Cross Platform Proteomics and Transcriptomics Data Integration for Full Spectrum Cancer Profiling
This work is presented on 2023 QBI (Quantitative BioImaging) Workshop on Multiplex Image Analysis
Multiomics is a new technique that has been increasingly used in cancer research. There are many platforms available, and each has its unique strength on profiling cancer tissue. For example, CellDive can quantify more than 40 protein markers, while NanoString CosMx can quantify expression level for more than 1000 mRNAs. However, the analytical methods based on multiomics data are still suboptimal. In this QBI workshop, we presented our work on combining information from different platforms, so that we can validate our results using data from different platform, and provide full spectrum cancer profiling to facilitate the development of cancer treatment.

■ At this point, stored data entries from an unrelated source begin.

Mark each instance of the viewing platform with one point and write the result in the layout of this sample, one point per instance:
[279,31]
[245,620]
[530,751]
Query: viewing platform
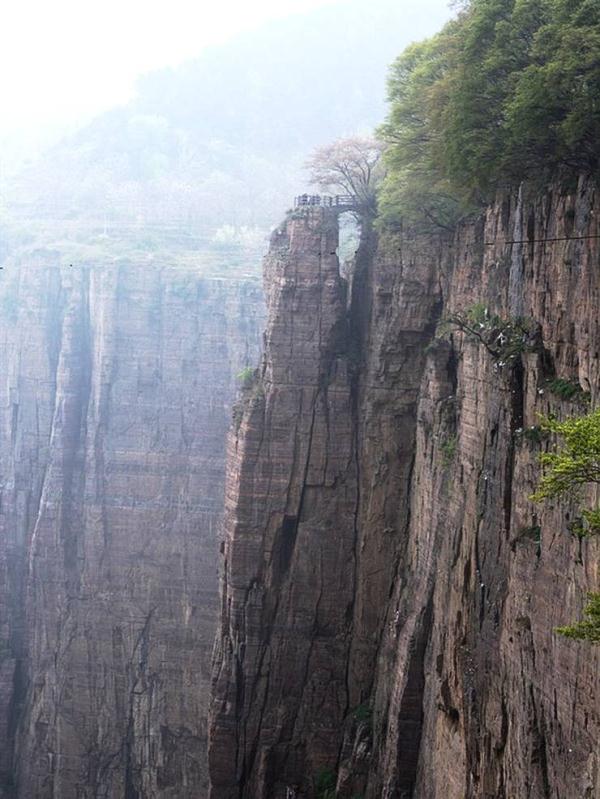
[339,202]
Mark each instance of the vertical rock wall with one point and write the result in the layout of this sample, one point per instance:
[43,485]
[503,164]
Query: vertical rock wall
[115,392]
[413,561]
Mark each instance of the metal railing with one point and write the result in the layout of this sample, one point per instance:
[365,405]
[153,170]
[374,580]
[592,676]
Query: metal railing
[325,201]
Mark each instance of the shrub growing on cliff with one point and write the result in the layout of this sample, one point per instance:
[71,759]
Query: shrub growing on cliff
[573,465]
[504,339]
[352,166]
[507,91]
[324,782]
[589,628]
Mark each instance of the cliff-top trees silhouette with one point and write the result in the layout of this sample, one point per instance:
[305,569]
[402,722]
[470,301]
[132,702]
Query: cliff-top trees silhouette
[350,166]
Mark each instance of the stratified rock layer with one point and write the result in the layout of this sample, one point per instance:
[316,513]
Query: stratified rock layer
[389,590]
[115,394]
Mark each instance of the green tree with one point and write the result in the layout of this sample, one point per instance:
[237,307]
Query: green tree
[573,465]
[509,90]
[589,628]
[352,166]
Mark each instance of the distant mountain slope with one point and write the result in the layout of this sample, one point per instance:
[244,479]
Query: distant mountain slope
[221,139]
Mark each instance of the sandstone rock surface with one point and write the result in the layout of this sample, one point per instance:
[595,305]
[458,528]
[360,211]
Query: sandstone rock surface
[389,590]
[116,386]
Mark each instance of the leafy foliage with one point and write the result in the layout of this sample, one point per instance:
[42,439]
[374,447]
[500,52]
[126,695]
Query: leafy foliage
[325,781]
[568,469]
[507,91]
[577,463]
[504,339]
[351,165]
[589,628]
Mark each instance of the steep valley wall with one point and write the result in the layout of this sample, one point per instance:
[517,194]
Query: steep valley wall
[389,589]
[116,386]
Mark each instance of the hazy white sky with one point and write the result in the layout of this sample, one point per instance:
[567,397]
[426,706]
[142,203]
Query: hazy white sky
[63,60]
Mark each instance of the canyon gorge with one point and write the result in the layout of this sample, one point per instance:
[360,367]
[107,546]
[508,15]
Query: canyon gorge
[390,591]
[116,393]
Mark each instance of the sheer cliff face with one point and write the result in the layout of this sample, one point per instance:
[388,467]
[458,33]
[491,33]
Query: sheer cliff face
[390,592]
[115,398]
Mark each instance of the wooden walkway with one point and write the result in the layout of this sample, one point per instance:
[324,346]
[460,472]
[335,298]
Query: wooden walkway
[341,202]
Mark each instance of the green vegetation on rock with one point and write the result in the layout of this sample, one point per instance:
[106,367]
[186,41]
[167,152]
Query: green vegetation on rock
[510,90]
[589,628]
[575,464]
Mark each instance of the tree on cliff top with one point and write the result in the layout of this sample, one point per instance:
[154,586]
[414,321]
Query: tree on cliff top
[507,91]
[351,166]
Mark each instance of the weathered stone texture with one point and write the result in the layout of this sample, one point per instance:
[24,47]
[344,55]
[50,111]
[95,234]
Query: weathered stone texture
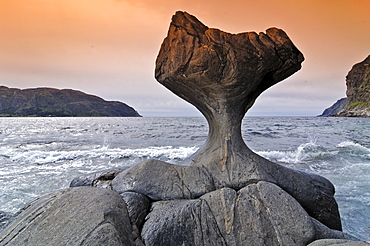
[77,216]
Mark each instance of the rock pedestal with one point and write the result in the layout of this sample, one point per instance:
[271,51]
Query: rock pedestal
[227,195]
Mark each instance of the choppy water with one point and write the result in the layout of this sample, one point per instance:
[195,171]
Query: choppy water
[41,155]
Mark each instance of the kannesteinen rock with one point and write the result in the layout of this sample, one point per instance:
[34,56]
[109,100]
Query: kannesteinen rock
[55,102]
[227,195]
[358,93]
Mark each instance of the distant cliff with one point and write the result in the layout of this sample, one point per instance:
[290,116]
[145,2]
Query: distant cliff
[55,102]
[335,108]
[358,93]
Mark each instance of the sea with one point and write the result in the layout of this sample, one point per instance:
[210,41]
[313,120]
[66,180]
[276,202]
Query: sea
[43,155]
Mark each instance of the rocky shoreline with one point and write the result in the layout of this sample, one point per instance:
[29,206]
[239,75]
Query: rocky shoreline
[226,194]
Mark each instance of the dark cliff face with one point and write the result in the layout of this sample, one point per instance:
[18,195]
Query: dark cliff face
[55,102]
[357,102]
[358,90]
[335,108]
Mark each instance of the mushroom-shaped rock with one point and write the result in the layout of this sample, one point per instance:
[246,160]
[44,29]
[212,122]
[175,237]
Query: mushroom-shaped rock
[222,74]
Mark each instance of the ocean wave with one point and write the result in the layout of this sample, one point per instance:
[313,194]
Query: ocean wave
[353,146]
[43,157]
[304,152]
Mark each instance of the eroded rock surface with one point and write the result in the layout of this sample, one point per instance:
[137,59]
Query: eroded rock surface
[225,194]
[222,74]
[77,216]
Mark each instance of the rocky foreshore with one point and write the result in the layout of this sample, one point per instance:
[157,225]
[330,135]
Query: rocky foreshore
[226,194]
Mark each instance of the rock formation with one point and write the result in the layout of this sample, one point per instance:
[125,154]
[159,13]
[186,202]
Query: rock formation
[358,93]
[227,194]
[54,102]
[335,108]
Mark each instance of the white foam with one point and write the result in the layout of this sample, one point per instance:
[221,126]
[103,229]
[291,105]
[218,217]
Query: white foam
[301,153]
[43,157]
[351,144]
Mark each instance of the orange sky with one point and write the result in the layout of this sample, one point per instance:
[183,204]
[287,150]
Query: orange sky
[108,47]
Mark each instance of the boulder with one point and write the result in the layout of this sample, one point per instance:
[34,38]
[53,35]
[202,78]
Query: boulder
[222,74]
[259,214]
[102,179]
[77,216]
[163,181]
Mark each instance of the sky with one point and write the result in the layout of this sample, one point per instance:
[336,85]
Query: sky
[108,48]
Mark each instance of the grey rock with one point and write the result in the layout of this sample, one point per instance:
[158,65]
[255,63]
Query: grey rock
[335,108]
[323,232]
[162,181]
[222,74]
[337,242]
[54,102]
[102,179]
[259,214]
[358,90]
[137,207]
[76,216]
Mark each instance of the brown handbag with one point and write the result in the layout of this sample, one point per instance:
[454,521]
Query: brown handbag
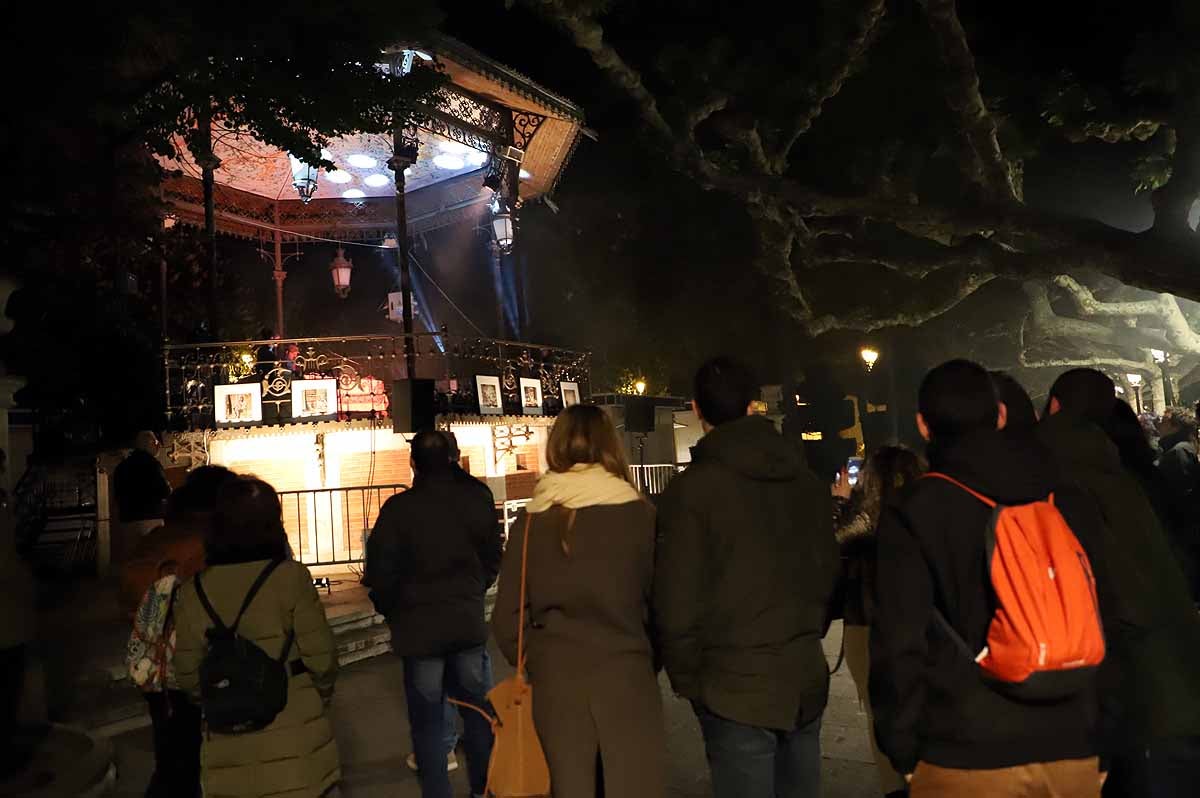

We used data from two platforms. One is CellDive, the other one is CosMx. Both platforms provide multiplex image data. The differences are that the CellDive provides much more protein marks, while the CosMx provides extra transcript data, which is not available in CellDive. That’s why we would like to combine the data and leverage the advantages of each platform. To combine the data from the two platforms, we used DAPI images as the reference to establish the spatial correspondence between the two platform. The DAPI images were aligned based on manually annotated landmarks. This image registration step gave an affine transformation to match the coordinate systems within the two platforms. Then, we used DAPI and PanCK channels for cell segmentation in CellDive, and then used QuPath to get the quantification of cells. Based on the affine transformation we get from DAPI alignment, we can map the cells from the two platforms into a shared coordinate system. This is how we made combinational data analysis happens.
We get some preliminary results from current dataset: First, it is encouraging to find structural level alignment is valid. To achieve higher alignment accuracy for cell neighborhood analysis, we may have to acquire better dataset. Second, we find that in structural level, protein marker signals are generally comparable, especially in immune cell prolific regions. And in these regions, immune related gene expressions are also high, but not necessarily low in the rest regions.
Currently, we are generating new dataset to fill the gaps in our previous experiments, and also trying to scale up to have more significant results.